When does it occur, if it develops? Is it a constant occurrence? What is the specific symptomatology? Should sex-steroid-replacement techniques be employed? What, if any, are the patterns of sexual responsivity engendered by these replacement techniques? So little is known of the male climacteric.
Now that these definitive laboratory studies can be done with some confidence, relative rapidity, and at not too staggering a cost, much more will be known of the male climacteric within the next few years.
There will be more basic information of the effects of steroid replacement not only upon the aging male's sexual response cycle per se but also, and infinitely more important, upon the total metabolic function of the climacteric male.
Without the gross advantage of fully supportive laboratory data, tentative clinical conclusions have been drawn with reference to the influence of steroid-replacement techniques upon the aging male's sexual functioning.
These conclusions may have to be restated or even possibly abandoned in the not-too-distant future as more definitive information is accrued from the healthy combination of clinical and laboratory evaluations.
When the male notices alteration of his orgasmic response pattern from the usual two-stage to a one-stage process, when he consistently responds during orgasmic experience with loss of seminal fluid volume without significant ejaculatory pressure, when average ejaculatory volume is cut at least in half, and when none of these reactions develop under the extenuating circumstances of a long continued plateau phase of voluntary ejaculatory control, he may be experiencing the physiological expression of reduced production of male sex-steroid to metabolically dysfunctional levels.
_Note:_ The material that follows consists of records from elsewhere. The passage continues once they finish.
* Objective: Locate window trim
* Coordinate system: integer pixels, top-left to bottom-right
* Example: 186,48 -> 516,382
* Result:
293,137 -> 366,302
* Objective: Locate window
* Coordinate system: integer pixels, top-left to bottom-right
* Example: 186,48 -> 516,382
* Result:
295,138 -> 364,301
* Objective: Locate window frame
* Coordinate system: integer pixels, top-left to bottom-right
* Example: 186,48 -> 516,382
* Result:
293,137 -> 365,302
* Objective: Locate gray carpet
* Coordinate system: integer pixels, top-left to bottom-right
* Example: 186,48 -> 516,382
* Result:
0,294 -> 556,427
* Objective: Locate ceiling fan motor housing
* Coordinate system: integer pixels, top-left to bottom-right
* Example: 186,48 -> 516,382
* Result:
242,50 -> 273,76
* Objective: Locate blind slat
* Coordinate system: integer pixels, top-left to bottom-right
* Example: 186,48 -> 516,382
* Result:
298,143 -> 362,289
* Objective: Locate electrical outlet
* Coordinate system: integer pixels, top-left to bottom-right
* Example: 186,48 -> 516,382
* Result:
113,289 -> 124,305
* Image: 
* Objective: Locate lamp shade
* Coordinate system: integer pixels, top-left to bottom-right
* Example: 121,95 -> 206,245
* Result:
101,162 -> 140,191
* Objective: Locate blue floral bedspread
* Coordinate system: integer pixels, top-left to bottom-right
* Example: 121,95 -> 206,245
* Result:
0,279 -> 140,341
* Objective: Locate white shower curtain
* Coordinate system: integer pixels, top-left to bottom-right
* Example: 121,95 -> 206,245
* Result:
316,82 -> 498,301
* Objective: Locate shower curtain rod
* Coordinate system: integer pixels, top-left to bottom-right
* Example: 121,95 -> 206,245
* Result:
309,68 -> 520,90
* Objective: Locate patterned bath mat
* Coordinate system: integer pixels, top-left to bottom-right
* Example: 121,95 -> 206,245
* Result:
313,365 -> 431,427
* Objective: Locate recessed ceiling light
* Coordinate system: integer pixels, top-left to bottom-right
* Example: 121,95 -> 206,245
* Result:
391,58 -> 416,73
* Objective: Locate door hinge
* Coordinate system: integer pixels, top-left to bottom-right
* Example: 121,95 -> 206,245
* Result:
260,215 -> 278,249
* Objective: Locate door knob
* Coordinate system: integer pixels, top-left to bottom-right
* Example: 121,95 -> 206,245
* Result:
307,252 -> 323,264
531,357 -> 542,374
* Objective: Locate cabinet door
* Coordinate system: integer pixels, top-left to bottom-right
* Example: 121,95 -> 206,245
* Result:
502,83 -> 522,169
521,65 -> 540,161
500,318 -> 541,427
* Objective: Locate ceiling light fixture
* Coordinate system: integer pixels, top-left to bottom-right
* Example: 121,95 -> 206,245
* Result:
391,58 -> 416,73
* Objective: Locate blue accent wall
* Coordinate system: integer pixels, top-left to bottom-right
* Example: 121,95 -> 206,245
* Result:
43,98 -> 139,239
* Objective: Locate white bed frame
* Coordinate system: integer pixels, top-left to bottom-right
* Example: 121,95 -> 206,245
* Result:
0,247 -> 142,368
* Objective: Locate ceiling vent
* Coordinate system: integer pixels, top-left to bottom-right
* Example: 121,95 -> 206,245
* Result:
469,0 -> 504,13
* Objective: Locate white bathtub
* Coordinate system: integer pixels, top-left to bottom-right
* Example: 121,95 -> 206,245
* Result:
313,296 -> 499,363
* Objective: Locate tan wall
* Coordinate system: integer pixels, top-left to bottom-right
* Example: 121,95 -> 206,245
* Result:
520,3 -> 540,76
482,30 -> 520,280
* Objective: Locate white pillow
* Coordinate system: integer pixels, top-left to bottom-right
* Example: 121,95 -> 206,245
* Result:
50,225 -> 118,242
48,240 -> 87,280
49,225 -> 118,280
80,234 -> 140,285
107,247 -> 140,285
Occasionally prostatic pain develops from spastic contractions of the organ during the ejaculatory process.
These spastic contractions create a continuing sense of ejaculatory urgency that may last through the entire orgasmic experience until full expulsion of the seminal-fluid bolus has occurred.
With the subjectively painful evidence of physiological prostatic spasm recurring with most ejaculatory experiences and no obvious pathology of the prostate gland demonstrable to adequate urological examination, sex-steroid replacement also may be indicated.
Until there is a more reliable laboratory definition of a general metabolic need for testosterone replacement and until the clinical existence of the male climacteric can be defined with security during treatment of older men for sexual dysfunction, individual eases must be treated empirically.
If the sexually dysfunctional male describes a physiological or psychological symptomatology that appears to indicate clinical need for sex-steroid replacement and if the general physical and laboratory evaluations are negative, there is no professional hesitancy to institute such replacement techniques.
However, sex-steroid-replacement techniques are not employed routinely for the 50 to 70 year age group man referred for therapy.
Steroid replacement concepts and specific techniques, together with indications and contraindications for the aging male will be presented in more complete form by the Foundation in monograph format in the future.